Vinholi afirma que a proposta será apresentada e discutida em reuniões com a executiva estadual e municipal nas próximas semanas. Mas a palavra final é da direção nacional do PSDB, que é responsável por bater o martelo sobre candidaturas em todas as cidades com mais de 500 mil habitantes. Como desde o ano passado os tucanos se uniram ao Cidadania em uma federação, a sigla também precisará ser ouvida.

O tucano relata que pretende “abrir um diálogo” com Fernando Alfredo, presidente do diretório municipal tucano, e destaca como argumentos o fato de o PSDB ter disputado todas as eleições na capital desde a sua fundação e ter ganhado três — com José Serra, João Doria e Bruno Covas — e aponta o próprio Alfredo como uma possível opção de nome.

O ex-governador Rodrigo Garcia, que ficou em terceiro lugar na disputa ao governo paulista em 2022, está nos Estados Unidos e deve voltar ao país no segundo semestre. Mas, segundo Vinholi, ele não deu sinais sobre seu futuro político:

— Ele é um grande nome, mas ele não se colocou como candidato e nem discutiu nada. Ele fez referências ao Ricardo, sempre fazendo gestos em direção ao Ricardo.

O presidente estadual ainda evita criticar Ricardo Nunes e afirma que só poderá avaliar sua gestão “mais para o final do ano”, mas diz que o atual prefeito “tem seus méritos e também seus desafios”. Vinholi aponta o “cuidado com a cidade” e soluções para a cracolândia como principais desafios e bandeiras que seriam levantadas pelo partido caso lance um candidato próprio:

— O PSDB foi quem fez as reformas necessárias aqui na prefeitura ainda na época do Bruno Covas para poder ter uma cidade mais bem cuidada. O Bruno investiu muito na primeira infância, na política de zerar a fila das creches. 

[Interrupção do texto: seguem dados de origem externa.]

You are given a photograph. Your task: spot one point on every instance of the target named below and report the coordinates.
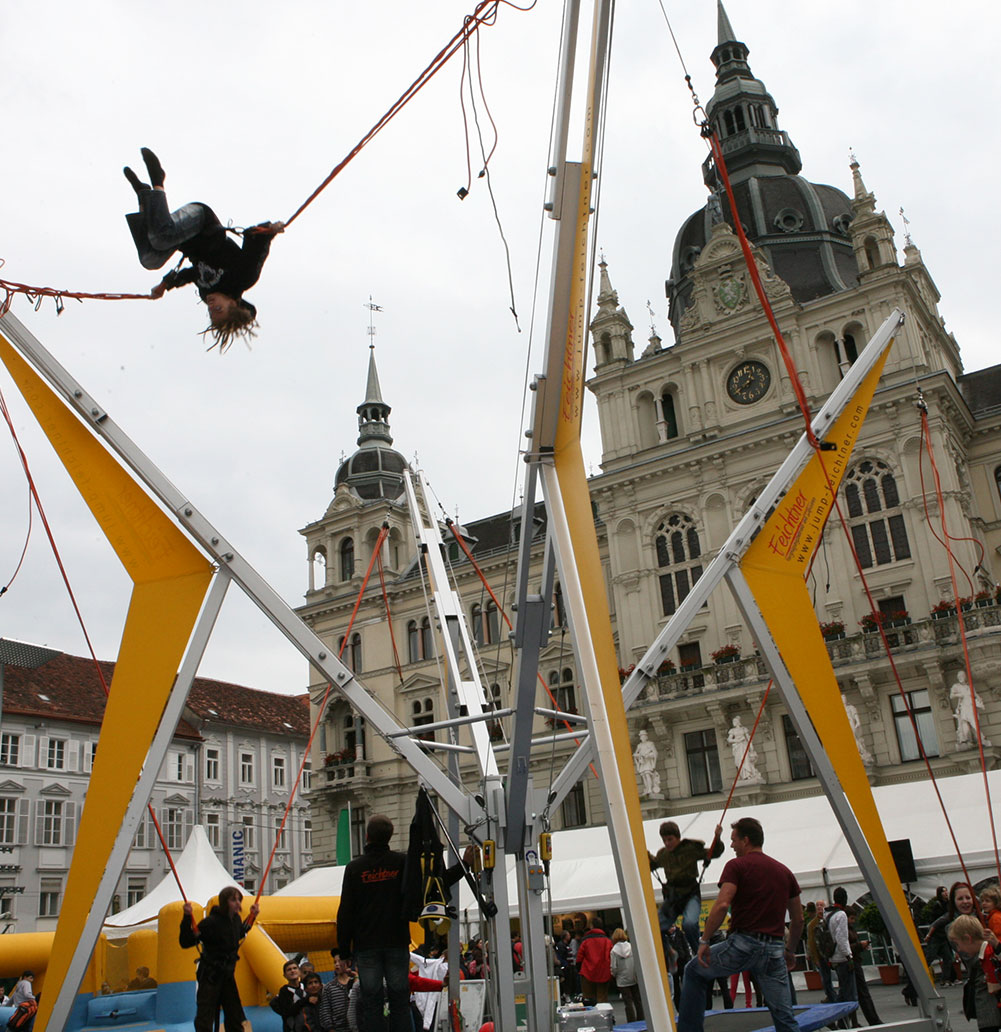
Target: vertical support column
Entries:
(66, 993)
(931, 1003)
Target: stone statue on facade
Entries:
(967, 701)
(738, 738)
(645, 762)
(856, 722)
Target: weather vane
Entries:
(373, 309)
(653, 328)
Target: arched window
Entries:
(492, 623)
(670, 425)
(874, 514)
(559, 608)
(318, 571)
(347, 558)
(872, 252)
(678, 556)
(423, 710)
(354, 736)
(567, 691)
(351, 652)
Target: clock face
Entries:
(748, 382)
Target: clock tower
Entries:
(692, 430)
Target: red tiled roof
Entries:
(72, 691)
(218, 702)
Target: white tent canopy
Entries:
(201, 875)
(317, 881)
(803, 834)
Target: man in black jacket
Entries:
(219, 935)
(372, 928)
(219, 268)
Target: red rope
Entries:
(79, 616)
(759, 288)
(383, 534)
(928, 516)
(8, 288)
(484, 13)
(874, 609)
(962, 622)
(389, 618)
(451, 525)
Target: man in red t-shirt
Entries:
(757, 892)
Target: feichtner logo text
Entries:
(788, 525)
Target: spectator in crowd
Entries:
(593, 964)
(959, 901)
(819, 961)
(841, 959)
(859, 946)
(334, 999)
(966, 934)
(623, 970)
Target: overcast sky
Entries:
(250, 104)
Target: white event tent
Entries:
(200, 873)
(802, 833)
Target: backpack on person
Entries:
(825, 940)
(23, 1016)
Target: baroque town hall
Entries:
(690, 432)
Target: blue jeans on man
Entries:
(847, 991)
(827, 978)
(764, 957)
(391, 965)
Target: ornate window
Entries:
(574, 810)
(423, 710)
(703, 758)
(922, 708)
(350, 651)
(875, 516)
(669, 427)
(678, 556)
(559, 608)
(354, 735)
(486, 623)
(347, 558)
(800, 766)
(318, 573)
(419, 640)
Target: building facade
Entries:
(230, 768)
(691, 431)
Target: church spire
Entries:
(744, 116)
(374, 413)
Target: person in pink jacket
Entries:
(593, 963)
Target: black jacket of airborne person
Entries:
(218, 263)
(220, 935)
(370, 915)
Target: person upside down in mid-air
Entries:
(220, 268)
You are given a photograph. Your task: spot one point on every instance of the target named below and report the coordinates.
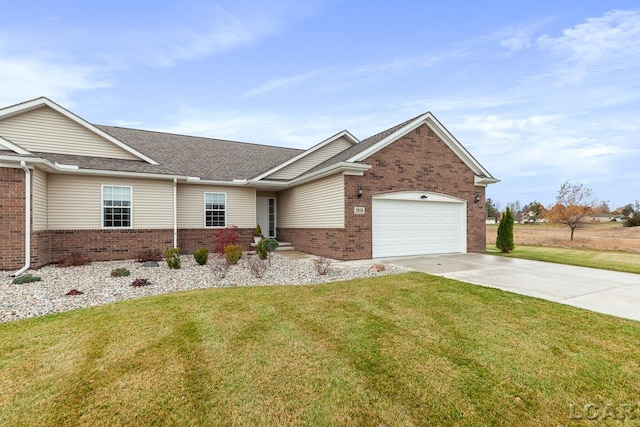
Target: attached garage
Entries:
(414, 223)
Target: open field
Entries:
(409, 349)
(611, 236)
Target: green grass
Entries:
(607, 260)
(410, 349)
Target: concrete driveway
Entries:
(603, 291)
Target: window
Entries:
(116, 206)
(215, 210)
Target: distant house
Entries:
(605, 218)
(69, 185)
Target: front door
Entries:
(266, 215)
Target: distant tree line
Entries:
(574, 202)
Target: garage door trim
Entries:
(439, 202)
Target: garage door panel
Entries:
(410, 227)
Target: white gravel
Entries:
(18, 301)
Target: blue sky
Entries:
(539, 92)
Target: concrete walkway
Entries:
(603, 291)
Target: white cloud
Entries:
(516, 43)
(598, 46)
(42, 75)
(213, 29)
(284, 82)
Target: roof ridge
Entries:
(195, 136)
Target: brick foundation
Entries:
(328, 242)
(106, 245)
(191, 239)
(12, 205)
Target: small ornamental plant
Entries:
(137, 283)
(219, 266)
(74, 259)
(26, 278)
(224, 237)
(504, 241)
(322, 265)
(257, 266)
(150, 255)
(233, 253)
(172, 256)
(270, 245)
(120, 272)
(261, 251)
(201, 256)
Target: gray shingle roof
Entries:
(358, 148)
(106, 164)
(207, 158)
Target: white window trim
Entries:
(204, 210)
(102, 226)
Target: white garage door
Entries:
(409, 224)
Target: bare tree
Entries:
(573, 203)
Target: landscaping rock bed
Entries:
(53, 293)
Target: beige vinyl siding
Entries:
(46, 130)
(39, 200)
(318, 204)
(241, 205)
(75, 201)
(314, 159)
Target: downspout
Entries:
(175, 213)
(27, 221)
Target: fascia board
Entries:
(305, 153)
(76, 170)
(13, 147)
(389, 139)
(42, 101)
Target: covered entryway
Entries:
(266, 215)
(418, 223)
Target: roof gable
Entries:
(311, 157)
(42, 125)
(206, 159)
(361, 151)
(430, 120)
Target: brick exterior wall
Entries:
(328, 242)
(12, 204)
(419, 161)
(192, 239)
(106, 245)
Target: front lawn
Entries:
(410, 349)
(606, 260)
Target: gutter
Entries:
(27, 221)
(175, 213)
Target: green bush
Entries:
(27, 278)
(201, 256)
(632, 221)
(120, 272)
(261, 251)
(270, 244)
(74, 259)
(150, 255)
(504, 241)
(233, 253)
(172, 256)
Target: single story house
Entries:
(69, 185)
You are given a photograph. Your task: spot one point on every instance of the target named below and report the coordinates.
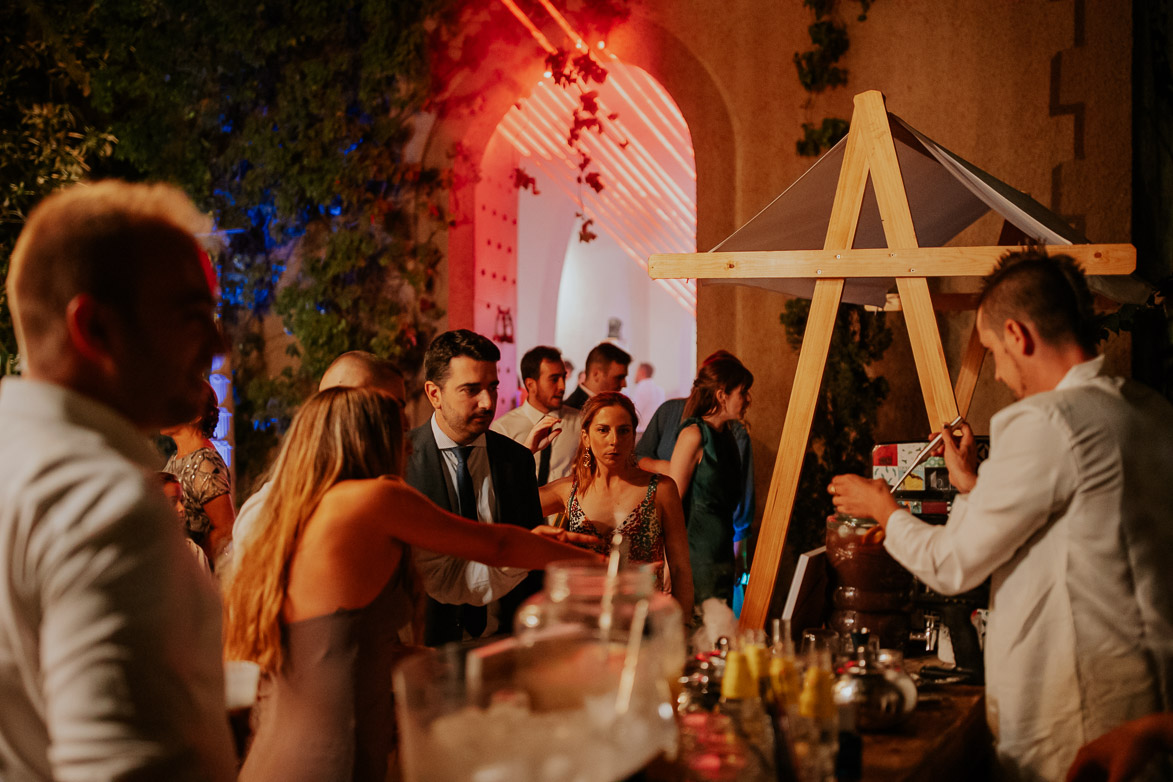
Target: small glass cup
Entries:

O governo não é um governo de uma grande obra, mas de centenas de pequenas obras. O prefeito tem que cumprir esse papel e ser um zelador da cidade e fazer uma cidade mais justa. Temos a questão da cracolândia como um debate central na capital, é um problema que não é simples, mas sem dúvida isso tem que ser uma pauta prioritária em São Paulo.

Questionado sobre os erros do PSDB da última eleição estadual, que significou a maior derrota tucana no estado em 30 anos, Vinholi evita apontar atitudes específicas e afirma que foi “o fim de um ciclo”:

— A gente fez o que naquele momento se apresentava como melhor e agora é essa reconstrução e eu entendo que nessa construção o melhor a se fazer é fomentar as candidaturas. Eu acho que a polarização é uma força, mas o Tarcísio tem muita qualidade também, está sendo um bom governador para São Paulo. É difícil elencar um fator só, foi uma eleição muito complexa. 

Eu classificaria como um fim de um ciclo longo, eu não sei se teve em algum estado do Brasil um ciclo tão longo de governos sucessivos. O meu sentimento é que foi o fim de um ciclo, acontece da população querer mudança quando há um período tão longo de governo. Eu acho que tinha um desejo de mudança.